Lesepräservative

Auf der ATT in Essen

Dieses Wochenende hatte ich gleich zweimal realen Kontakt zu Lesern von Astronomie- und Raumfahrtbüchern, die mir sonst nur virtuell via Internet begegnen: Am Samstag auf der Astronomiemesse ATT in Essen und am Sonntag in Heidelberg am Tag der offenen Tür des Max-Planck-Instituts für Astronomie. Dabei bin ich wieder auf ein für mich sehr erstaunliches Phänomen gestoßen, nämlich die Neigung der Deutschen, ihre Bücher in Folie einzuschweißen. Zusammen mit ihrer Neigung Wasser aus Flaschen zu trinken verhagelt dies die Umweltbilanz der ach so ökologischen deutschen Weltvorbildweltmeister.

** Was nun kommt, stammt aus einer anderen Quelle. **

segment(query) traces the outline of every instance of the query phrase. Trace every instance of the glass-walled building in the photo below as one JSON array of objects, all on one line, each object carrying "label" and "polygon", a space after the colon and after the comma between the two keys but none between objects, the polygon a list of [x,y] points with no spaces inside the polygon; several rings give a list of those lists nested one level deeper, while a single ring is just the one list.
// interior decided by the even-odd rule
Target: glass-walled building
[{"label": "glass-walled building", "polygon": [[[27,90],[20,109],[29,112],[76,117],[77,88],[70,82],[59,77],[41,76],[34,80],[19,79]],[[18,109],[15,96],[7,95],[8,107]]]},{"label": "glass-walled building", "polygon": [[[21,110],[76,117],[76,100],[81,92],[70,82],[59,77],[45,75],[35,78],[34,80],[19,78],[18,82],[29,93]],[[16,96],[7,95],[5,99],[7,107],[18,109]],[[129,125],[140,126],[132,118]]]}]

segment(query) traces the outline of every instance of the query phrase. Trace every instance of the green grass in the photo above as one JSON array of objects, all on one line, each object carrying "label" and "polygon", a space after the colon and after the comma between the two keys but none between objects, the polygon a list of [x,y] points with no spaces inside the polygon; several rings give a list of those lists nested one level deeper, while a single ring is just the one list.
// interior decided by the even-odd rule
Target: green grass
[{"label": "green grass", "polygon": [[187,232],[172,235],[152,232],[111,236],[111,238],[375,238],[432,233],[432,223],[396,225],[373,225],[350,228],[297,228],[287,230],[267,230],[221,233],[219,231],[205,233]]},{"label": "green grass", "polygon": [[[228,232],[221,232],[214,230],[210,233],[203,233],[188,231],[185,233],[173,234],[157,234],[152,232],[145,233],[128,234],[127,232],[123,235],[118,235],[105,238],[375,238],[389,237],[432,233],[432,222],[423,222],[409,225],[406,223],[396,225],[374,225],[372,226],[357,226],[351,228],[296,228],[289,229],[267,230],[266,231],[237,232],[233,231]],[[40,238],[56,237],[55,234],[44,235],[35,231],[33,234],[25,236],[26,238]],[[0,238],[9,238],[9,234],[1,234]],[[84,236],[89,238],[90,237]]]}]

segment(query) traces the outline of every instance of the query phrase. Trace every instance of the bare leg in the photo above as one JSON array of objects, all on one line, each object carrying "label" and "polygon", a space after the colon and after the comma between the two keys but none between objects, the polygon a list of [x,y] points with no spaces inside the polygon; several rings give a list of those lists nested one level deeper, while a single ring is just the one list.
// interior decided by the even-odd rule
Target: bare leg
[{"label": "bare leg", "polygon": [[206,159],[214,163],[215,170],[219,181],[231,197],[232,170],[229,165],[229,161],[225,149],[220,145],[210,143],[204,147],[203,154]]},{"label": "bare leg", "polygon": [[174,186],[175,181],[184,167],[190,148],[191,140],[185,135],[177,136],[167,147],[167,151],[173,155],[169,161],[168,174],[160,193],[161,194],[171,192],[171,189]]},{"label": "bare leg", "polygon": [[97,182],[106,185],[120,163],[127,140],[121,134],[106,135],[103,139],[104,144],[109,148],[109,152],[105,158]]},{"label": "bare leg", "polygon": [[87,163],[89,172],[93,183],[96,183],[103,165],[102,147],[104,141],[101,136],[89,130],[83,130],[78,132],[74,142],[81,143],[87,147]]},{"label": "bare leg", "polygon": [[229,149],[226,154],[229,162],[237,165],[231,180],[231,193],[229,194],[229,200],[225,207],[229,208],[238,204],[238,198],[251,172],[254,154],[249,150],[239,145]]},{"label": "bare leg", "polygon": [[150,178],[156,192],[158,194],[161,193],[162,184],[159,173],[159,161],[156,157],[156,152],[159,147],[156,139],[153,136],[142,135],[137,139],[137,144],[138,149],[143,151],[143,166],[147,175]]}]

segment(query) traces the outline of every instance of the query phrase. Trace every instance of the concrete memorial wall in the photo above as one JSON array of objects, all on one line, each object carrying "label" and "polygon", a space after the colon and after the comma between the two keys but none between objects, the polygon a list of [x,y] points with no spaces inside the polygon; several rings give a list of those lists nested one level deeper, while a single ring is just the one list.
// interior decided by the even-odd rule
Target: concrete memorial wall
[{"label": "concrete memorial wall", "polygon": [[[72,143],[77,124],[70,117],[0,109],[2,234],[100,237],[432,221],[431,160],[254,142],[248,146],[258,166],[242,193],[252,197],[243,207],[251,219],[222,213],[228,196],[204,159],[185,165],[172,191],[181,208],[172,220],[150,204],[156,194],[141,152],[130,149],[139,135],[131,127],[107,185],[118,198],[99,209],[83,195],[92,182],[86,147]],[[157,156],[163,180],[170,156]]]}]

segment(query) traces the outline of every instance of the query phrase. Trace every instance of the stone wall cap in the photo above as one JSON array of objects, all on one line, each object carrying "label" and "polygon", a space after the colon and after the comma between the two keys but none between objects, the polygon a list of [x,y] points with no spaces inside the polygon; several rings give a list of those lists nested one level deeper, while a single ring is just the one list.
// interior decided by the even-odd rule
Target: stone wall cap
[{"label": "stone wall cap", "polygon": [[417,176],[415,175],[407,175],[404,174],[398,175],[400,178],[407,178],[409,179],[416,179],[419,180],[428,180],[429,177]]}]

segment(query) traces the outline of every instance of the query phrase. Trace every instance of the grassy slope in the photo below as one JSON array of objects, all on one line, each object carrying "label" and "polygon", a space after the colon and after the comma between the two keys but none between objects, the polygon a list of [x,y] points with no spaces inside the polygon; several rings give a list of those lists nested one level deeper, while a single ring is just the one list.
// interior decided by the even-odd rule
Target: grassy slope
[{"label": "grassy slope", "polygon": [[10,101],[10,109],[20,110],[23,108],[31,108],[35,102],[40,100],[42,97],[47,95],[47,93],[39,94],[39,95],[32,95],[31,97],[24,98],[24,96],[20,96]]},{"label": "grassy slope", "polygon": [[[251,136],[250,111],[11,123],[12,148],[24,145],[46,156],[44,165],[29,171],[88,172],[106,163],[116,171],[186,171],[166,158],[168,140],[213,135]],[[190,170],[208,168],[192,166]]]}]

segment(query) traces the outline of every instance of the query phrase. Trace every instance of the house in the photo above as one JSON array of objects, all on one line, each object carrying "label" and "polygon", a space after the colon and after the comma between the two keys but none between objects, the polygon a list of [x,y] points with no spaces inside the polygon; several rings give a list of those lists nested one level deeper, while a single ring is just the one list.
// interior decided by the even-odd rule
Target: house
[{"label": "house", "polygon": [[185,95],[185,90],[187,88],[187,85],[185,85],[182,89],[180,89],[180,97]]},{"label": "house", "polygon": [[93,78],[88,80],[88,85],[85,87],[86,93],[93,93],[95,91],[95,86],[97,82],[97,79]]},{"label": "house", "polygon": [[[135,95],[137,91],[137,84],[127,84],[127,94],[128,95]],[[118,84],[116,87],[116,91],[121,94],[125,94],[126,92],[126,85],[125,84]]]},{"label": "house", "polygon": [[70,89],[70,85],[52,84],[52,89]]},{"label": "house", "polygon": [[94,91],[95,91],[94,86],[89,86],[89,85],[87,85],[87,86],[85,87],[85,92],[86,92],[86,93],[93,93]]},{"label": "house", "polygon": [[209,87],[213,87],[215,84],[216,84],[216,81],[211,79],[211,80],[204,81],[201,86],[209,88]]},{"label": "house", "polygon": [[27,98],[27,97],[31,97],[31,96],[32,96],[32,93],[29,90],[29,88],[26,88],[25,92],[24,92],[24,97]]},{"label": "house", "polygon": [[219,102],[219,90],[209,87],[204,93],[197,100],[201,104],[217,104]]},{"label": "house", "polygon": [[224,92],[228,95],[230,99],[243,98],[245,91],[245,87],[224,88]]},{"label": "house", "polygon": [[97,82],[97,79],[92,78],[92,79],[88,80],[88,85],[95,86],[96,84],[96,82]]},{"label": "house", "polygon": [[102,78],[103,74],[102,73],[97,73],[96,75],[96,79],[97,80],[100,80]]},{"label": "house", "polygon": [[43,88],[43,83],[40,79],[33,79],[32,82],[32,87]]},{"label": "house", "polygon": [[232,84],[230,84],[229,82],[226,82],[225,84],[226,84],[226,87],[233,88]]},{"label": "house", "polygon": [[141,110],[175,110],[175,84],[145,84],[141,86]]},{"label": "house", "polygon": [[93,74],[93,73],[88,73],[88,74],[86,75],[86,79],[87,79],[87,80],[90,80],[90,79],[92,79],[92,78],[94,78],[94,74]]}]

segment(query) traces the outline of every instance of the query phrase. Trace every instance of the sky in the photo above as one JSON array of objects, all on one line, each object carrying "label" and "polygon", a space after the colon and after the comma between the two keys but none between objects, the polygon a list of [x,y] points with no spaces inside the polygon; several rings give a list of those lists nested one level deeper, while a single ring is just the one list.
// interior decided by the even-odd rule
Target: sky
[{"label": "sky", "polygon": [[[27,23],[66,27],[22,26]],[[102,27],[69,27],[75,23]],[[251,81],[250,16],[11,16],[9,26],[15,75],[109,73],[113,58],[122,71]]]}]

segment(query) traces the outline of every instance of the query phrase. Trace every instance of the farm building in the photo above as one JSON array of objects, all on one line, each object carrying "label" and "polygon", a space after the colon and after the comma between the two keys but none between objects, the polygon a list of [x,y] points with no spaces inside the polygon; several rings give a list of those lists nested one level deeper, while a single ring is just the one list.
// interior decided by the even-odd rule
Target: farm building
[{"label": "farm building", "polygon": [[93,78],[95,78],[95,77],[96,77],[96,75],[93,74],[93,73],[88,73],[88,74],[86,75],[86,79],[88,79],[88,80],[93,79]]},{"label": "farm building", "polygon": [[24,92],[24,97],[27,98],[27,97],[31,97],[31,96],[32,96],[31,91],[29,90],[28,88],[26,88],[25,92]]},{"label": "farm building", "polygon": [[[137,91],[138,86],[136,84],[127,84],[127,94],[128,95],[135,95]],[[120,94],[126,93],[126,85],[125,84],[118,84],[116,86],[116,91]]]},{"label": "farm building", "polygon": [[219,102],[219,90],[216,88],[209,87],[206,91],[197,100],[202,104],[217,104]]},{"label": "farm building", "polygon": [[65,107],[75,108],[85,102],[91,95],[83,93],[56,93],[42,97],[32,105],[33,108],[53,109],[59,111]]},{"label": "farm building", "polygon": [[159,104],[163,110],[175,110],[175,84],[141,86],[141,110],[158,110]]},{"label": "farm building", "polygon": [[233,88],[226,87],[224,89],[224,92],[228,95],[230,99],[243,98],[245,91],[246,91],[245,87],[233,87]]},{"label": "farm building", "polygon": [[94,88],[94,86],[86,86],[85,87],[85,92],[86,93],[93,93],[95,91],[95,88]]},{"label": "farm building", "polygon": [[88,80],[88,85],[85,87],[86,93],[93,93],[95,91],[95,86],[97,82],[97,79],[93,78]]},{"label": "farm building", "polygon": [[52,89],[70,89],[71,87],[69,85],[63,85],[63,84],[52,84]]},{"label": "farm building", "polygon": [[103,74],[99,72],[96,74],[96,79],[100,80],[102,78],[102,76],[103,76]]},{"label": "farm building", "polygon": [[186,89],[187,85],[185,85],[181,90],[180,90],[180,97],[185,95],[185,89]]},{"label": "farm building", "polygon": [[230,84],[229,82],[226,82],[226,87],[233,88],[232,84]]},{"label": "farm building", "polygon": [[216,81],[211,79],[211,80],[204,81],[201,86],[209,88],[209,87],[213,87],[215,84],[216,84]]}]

In der Praxis läuft das so ab: Der Kunde fragt höflich, ob er denn mal in das Buch hineinschauen darf. Klar darf er, also entfernt man für ihn die Folie. Ist der Kunde nach reichlichem und kritischen Studium gewillt das Buch zu kaufen, greift er natürlich nach einem noch eingeschweißten Exemplar, was ich schonmal unlogisch finde, denn woher will er wissen, dass dieses Buch nicht zum Beispiel verheftet ist? Aber wie dem auch sei, der nächste Kunde prüft das nun ungeschützt daliegende Buch ebenfalls - lang und kritisch. Angenommen, jetzt liegt aber kein eingeschweißtes Buch mehr bereit, dann entsteht ein Dilemma in Loriot-Manier: Eigentlich will er das Buch haben, aber so ganz ohne Leserpräservativ ist ihm das offensichtlich unheimlich. Also fragt er nach: "Haben Sie dieses Buch noch eingeschweißt?" oder noch schlimmer: "Haben Sie nur noch das Ansichtsexemplar?". Antwortet man mit "nein und ja", sagt der gewillte Leser: "Kann ich es dann billiger haben? Sonst hole ich es mir woanders." Ich meine, was denken sich diese Leute? Meinen die ernsthaft, jeder Buchhändler hält für jedes Buch extra ein "Ansichtsexemplar" bereit? Wer sollte denn diesen Mehraufwand bezahlen? Meinen diese Leute wirklich, ein Buch verliert an Wert und muss billiger verkauft werden, weil die Folie fehlt? Wird denn umgekehrt das Gemüse auf dem Wochenmarkt teurer, weil es in Zeitungspapier eingewickelt ist, womöglich sogar die aktuelle Tageszeitung? Übrigens: Ein Buch billiger zu verkaufen, nur weil die Folie fehlt, ist ein klarer Verstoß gegen das Buchpreisbindungsgesetz.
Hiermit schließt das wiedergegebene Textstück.